Create a Post
cancel
Showing results for 
Search instead for 
Did you mean: 
Dan_Currens
Participant

Mismatch in the number of CoreXL FW instances on new 3800 cluster, but no mismatch can be found.

Jump to solution

Two 3800 gateways running in a cluster on R80.40 Jumbo 125.

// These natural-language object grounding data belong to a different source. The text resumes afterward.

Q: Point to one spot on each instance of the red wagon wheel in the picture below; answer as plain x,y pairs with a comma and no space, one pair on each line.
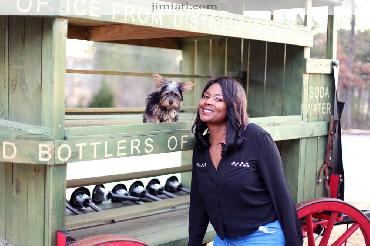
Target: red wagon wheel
319,216
100,240
108,240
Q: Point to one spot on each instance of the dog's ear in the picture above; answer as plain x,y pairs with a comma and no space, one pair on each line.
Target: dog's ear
158,80
186,86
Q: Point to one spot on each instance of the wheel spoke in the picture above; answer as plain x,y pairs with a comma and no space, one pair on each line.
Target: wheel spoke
309,225
325,239
346,235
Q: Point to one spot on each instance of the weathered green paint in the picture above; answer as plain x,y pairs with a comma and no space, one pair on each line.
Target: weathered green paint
32,77
234,58
112,144
29,215
322,66
331,35
289,151
4,67
257,78
212,23
310,159
274,80
320,190
293,80
2,198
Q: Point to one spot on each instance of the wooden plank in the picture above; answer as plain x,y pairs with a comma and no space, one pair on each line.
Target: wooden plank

Node "A" in the cluster /var/log/messages full of:

fwk: CLUS-114802-2: State change: DOWN -> STANDBY | Reason: There is already an ACTIVE member in the cluster (member 1)
fwk: CLUS-113900-2: State change: STANDBY -> DOWN | Reason: Mismatch in the number of CoreXL FW instances has been detected

The cluster will not failover to this node.

Tried forcing the number of CoreXL instances to 6 in CPCONFIG and rebooting.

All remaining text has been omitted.